No sé en qué momento ocurre. Diría que después de la canción, puede que en el transcurso del baile. Hay algo que se quiebra en alguna parte de mí y noto la humedad en los ojos. Me enjugo las lágrimas con la manga del vestido antes de que puedan verme. Para apartar la mirada de ellos, me centro en las velas del candelabro, en la luz débil que desprende y que ilumina recuerdos muy vivos. Rozo el metal hasta que me aferro a él, con los dedos agarrotados. Me pregunto, y juro que es un pensamiento volátil, si podría ver a Giulio una vez más, en el caso de que la luz fuese más intensa. Mucho más que una vela, que dos, que tres. Una hoguera que eliminara la oscuridad de los párpados y lograra que los rasgos de su bello rostro volvieran.
No sé cuándo sucede. El fuego se extiende, lo primero que veo es una irradiación muy potente; lo siguiente, el humo, pero en ningún momento aparece él. No hay rastro de lo vivido juntos. Solo el pánico que nos invade a todos, porque estamos atrapados en la casa y no podemos escapar de las llamas que empiezan a adueñarse de la madera del suelo y de las vigas.
Nos morimos entre el humo denso y las llamas fulgurantes.
Soy incapaz de recordar cómo empezó el incendio ni por qué no logré salir nunca de aquel invierno gélido.
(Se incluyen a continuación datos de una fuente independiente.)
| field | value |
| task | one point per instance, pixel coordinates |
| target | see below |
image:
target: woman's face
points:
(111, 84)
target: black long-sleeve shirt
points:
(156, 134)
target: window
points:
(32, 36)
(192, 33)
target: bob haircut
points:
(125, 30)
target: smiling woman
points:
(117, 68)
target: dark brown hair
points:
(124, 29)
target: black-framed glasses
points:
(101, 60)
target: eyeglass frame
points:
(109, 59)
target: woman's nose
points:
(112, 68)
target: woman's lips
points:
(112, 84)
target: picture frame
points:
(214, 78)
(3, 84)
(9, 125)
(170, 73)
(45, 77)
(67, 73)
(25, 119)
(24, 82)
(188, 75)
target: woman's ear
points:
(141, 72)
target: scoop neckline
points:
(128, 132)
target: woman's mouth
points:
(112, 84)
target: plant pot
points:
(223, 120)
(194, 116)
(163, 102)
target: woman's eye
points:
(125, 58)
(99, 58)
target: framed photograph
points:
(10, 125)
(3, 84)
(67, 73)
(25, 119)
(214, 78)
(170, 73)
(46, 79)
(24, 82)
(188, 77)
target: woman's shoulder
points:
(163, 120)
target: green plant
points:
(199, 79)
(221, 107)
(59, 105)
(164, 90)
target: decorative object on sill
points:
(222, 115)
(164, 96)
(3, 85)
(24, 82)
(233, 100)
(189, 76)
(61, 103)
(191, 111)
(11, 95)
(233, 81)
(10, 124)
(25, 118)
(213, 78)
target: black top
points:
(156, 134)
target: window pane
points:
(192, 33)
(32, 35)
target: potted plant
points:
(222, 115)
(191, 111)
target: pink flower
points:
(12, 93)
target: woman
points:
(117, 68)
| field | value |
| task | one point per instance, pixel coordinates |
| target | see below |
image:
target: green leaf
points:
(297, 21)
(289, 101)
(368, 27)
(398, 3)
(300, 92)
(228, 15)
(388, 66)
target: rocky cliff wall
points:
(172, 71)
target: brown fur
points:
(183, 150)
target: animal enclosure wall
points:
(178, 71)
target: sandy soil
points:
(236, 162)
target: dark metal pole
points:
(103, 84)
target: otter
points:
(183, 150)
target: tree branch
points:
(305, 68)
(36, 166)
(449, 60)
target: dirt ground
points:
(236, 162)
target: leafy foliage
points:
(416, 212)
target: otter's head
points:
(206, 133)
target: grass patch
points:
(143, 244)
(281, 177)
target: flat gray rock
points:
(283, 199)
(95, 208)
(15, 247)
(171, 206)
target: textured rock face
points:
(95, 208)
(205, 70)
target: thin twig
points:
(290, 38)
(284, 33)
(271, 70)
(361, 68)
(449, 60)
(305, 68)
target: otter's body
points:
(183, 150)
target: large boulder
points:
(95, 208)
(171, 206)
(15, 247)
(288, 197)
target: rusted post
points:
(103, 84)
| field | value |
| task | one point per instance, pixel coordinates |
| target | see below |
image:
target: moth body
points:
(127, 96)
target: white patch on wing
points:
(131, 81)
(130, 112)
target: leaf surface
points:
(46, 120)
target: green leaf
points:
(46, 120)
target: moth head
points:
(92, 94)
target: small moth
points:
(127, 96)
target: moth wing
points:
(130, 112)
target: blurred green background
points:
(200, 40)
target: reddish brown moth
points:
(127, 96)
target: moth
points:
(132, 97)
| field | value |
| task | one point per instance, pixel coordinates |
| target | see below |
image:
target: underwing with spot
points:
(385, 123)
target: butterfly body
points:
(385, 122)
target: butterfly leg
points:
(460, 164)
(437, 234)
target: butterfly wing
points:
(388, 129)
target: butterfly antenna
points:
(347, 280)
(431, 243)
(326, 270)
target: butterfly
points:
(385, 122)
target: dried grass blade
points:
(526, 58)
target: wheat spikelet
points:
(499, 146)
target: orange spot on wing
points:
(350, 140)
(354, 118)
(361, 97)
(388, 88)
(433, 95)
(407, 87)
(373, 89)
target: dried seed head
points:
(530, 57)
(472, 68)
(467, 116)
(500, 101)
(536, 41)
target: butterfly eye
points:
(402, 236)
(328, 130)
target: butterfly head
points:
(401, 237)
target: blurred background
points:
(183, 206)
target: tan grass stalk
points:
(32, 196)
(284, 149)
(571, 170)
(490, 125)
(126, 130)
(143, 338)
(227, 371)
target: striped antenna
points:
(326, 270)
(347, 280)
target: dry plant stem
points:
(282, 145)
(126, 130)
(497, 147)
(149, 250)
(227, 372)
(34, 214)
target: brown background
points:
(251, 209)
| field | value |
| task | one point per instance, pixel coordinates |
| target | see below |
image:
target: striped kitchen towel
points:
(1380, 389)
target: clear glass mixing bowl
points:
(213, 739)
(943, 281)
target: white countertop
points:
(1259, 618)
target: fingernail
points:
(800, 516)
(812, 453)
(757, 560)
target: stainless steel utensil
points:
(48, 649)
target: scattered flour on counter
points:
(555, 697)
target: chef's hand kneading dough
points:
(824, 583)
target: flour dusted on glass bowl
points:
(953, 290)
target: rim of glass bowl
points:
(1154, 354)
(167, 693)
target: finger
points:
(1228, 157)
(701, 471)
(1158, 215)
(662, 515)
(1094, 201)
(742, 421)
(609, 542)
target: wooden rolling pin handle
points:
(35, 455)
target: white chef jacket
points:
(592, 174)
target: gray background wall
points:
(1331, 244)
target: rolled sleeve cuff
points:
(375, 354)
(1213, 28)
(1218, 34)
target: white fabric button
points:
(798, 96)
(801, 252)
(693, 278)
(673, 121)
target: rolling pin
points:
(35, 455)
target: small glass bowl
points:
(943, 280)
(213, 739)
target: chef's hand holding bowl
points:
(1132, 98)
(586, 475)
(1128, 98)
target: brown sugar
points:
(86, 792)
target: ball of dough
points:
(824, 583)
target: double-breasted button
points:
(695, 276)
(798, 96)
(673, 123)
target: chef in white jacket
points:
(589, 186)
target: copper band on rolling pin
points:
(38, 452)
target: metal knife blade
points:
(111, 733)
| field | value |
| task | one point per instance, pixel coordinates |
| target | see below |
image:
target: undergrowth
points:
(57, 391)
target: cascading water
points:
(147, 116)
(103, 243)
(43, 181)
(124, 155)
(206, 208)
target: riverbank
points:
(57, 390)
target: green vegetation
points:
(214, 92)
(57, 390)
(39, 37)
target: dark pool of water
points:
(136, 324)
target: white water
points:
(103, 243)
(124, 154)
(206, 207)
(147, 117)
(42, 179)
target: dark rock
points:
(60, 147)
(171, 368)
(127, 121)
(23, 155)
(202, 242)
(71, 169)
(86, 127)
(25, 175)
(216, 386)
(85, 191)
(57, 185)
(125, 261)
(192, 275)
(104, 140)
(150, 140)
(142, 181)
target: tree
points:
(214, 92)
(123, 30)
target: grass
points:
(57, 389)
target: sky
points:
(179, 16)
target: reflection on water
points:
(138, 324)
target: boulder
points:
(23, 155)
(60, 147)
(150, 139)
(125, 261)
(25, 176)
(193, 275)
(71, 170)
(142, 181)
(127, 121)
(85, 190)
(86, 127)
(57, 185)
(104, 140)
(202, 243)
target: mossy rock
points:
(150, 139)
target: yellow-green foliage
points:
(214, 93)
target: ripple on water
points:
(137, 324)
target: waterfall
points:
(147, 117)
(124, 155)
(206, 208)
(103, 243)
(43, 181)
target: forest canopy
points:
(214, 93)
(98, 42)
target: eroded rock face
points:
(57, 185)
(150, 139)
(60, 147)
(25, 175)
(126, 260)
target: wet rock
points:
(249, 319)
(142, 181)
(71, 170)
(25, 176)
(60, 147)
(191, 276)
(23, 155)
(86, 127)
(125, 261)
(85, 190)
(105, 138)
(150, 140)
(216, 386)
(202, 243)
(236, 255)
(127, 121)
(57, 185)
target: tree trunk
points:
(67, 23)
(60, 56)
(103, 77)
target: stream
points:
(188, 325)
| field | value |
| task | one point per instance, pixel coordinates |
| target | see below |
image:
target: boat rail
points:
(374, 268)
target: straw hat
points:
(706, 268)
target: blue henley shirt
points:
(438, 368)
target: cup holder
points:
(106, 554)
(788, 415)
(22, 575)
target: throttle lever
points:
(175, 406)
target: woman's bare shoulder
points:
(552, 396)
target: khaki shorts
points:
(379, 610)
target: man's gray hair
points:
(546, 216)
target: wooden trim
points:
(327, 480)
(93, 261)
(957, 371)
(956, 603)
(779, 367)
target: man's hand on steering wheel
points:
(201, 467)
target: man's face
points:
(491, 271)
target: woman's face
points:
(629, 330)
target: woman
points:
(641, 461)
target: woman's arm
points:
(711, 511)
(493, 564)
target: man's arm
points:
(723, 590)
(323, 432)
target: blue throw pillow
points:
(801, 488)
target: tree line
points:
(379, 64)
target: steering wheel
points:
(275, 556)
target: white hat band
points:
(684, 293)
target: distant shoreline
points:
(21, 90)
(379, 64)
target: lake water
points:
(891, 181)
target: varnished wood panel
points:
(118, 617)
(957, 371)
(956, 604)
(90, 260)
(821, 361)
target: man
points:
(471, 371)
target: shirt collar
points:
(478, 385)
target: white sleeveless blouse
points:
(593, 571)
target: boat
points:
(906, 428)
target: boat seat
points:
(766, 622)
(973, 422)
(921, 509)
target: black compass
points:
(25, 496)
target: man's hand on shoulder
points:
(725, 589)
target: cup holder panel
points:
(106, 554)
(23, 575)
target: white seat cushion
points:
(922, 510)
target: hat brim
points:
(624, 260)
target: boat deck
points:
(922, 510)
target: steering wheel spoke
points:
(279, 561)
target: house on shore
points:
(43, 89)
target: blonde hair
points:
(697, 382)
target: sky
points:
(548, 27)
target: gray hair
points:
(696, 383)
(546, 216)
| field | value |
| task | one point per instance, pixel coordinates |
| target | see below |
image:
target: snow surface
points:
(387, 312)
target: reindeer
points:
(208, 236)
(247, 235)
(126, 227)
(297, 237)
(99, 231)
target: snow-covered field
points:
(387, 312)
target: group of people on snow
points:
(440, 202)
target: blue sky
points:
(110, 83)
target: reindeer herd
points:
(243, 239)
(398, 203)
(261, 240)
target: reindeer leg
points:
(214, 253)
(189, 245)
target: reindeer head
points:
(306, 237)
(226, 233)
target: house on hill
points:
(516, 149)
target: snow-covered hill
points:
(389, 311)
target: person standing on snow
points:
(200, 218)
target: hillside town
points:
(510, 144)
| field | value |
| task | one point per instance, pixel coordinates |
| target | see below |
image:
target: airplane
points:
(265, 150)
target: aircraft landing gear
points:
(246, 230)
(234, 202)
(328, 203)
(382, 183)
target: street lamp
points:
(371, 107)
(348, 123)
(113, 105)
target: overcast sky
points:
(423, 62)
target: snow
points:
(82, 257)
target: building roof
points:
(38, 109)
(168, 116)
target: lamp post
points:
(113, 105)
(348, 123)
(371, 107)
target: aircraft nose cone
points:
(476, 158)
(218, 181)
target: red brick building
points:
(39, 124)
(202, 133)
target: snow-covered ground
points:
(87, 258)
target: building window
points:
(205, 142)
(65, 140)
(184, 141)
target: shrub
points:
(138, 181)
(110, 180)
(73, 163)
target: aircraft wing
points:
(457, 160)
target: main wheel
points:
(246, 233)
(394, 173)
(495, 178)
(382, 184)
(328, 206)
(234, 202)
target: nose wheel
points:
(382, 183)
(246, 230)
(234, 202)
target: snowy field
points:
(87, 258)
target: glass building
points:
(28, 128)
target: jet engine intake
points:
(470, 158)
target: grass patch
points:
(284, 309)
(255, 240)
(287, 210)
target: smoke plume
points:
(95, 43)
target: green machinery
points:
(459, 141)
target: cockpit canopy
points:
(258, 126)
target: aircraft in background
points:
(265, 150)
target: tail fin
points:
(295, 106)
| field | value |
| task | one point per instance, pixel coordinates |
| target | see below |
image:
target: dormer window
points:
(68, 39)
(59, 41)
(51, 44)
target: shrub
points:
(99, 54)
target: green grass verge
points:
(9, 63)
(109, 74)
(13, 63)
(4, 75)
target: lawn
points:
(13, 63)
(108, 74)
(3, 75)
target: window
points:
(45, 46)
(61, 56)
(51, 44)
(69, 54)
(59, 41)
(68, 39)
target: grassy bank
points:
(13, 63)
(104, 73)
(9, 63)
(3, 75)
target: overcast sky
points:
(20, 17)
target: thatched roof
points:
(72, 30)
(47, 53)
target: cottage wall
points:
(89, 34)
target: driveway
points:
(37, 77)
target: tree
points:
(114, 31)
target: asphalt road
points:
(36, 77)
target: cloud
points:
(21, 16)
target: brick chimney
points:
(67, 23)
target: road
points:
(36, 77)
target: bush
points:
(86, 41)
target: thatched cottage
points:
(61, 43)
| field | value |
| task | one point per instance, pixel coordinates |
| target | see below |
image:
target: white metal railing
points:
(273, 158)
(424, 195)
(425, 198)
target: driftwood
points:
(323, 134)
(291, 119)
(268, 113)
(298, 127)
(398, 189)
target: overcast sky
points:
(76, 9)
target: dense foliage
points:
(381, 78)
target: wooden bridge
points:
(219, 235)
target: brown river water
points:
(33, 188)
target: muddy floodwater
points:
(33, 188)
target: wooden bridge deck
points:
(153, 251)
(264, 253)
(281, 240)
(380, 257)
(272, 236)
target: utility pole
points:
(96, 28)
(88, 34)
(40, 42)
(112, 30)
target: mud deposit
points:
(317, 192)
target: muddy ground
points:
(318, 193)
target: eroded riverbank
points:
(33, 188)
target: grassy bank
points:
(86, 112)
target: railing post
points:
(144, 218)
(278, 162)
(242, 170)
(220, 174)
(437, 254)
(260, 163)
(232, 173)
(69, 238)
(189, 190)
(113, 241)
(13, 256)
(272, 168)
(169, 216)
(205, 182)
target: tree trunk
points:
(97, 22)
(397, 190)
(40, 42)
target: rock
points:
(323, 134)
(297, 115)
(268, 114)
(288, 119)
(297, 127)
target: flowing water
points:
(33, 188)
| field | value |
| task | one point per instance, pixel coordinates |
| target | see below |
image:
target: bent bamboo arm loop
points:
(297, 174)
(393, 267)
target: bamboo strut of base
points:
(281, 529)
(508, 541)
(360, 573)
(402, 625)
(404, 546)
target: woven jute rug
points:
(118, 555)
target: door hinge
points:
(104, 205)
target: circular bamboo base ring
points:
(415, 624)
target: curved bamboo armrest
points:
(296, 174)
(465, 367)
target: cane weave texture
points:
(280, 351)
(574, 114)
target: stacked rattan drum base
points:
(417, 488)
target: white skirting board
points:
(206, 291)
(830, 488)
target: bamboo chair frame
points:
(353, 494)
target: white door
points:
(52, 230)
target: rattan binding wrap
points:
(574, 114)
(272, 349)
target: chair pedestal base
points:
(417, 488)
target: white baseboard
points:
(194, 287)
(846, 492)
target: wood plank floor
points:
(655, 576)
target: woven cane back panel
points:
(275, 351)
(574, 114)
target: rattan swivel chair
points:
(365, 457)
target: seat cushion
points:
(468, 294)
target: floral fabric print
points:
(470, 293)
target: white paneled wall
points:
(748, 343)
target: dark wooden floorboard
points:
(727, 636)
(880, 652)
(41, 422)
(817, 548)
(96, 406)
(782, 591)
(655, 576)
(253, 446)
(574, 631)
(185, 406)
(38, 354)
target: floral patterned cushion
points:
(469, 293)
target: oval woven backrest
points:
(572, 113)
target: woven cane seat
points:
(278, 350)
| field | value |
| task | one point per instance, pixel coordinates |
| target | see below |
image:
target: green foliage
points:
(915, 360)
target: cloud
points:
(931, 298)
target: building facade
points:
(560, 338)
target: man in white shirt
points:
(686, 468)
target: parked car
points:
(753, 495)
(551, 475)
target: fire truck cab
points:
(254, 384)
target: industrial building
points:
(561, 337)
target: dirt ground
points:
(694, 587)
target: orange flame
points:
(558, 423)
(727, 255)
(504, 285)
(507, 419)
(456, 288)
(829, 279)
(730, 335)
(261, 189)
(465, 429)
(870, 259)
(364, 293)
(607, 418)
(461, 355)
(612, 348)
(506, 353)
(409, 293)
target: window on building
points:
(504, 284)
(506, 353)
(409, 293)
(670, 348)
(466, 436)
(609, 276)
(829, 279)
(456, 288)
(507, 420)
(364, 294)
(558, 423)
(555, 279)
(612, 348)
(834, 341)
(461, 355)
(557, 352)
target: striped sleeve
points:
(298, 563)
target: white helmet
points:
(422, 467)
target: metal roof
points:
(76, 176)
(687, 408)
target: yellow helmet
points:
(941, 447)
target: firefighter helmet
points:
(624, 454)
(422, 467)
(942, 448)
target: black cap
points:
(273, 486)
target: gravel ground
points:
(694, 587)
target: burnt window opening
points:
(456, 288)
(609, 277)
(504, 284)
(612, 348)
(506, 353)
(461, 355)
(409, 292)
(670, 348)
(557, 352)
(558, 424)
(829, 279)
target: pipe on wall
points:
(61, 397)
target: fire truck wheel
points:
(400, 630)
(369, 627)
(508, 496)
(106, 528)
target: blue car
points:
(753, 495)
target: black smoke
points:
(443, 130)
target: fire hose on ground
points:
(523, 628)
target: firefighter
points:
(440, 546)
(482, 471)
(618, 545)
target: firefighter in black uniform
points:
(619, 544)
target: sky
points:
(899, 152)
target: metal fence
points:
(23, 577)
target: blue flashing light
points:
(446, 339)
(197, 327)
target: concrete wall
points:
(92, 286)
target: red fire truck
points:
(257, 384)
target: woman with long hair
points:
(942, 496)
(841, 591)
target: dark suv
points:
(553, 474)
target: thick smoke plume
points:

Ya no puedo escuchar los jilgueros ni bañarme en la luz del verano que mi corazón tanto ansiaba. Aquí siempre hace frío y el tiempo pasa lento en la soledad de estas paredes. Tan lento que incluso olvido mi nombre. Vuelvo con una canción que me atrapa, pero me escondo otra vez. Son instantes que desaparecen con la misma rapidez con la que llegan. Sin embargo, cuando he ido quedándome dormida, alguien recorre la villa en un silencio infinito y, en ese paseo de pisadas amortiguadas, llena la casa de una tristeza tan grande que no lo aguanto y salgo de mi escondite para abrazar el invierno que trae consigo, porque, quizá, me recuerda demasiado al mío.